My vacuum cleaner just blows the litter around, even on 'hard wood floors' setting (we have hard wood floors in our whole house, minus the tile in the bathroom.) What is a great, lightweight, powerful wood floor vacuum? I am so tired of sweeping with a broom, and feel like I never really get it all any way!

And while we are on the subject of cleaning, what about mops?? All I have is this really annoying one that you have to twist to squeeze water out. I like the idea of a Swiffer but my old roommate had one and it didn't work that great...you'd have to use about a million of the wet pad things, which adds up $$, and I'd prefer to use vinegar and water to mop with any way. Is there anything similar that works better?

Can you tell I'm nesting?


----------



## Autumn Breeze (Nov 13, 2003)

Um, do we have the same cat? Yours must be Boost's sister. Boost digs, and flings, digs and flings, and unlike my Cleo, doesn't wipe her front paws on the edge of the box. She just jumps out and walks away.
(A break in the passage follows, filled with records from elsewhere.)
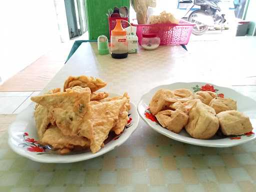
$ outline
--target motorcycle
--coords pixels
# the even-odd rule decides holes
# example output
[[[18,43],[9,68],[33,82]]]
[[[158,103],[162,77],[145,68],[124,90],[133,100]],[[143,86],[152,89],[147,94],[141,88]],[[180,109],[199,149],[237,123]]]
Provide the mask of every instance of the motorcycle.
[[[193,1],[192,1],[192,2]],[[202,35],[206,33],[211,26],[222,24],[226,22],[224,14],[222,13],[218,4],[220,0],[194,0],[194,4],[189,8],[185,16],[191,11],[194,6],[200,6],[200,9],[194,10],[188,17],[187,20],[196,25],[192,33]]]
I've bought a box with the higher lip, an done of those spikey looking mats. They helped a teeny bit.

I use a dust buster to clean up the litter. I first use a fox tail brush to sweep it all together, then the dust buster. (or the vaccum attachment)

It's a HUGE PITA!!

As for the swiffer. If you get the swiffer wet you have to use a million pads. If you get the Wet Jet, you can use up one bottle of their cleaner, and then you can put your own solution into it. I haven't messed with that in a while, I can't remember if I got the bottle open or not. But the mop itself was like $30, and a box of 24 pads for it was like 7 or 8. The bottle of hardwood floor cleaner is about $5 and lasts me about a month, washing the floors once a week, and spot cleaning.


----------



## siennaflower (Aug 31, 2004)

It isn't lightweight but my Dyson does an amazing job on bare floors and with cat litter. I







that thing.

As for mops, I prefer the Clorox Ready Mop to the Swiffer. Easier to use washable cloths and refill with vinegar and water as opposed to buying those nasty chemical bottles.


----------



## Rebecca (Dec 4, 2002)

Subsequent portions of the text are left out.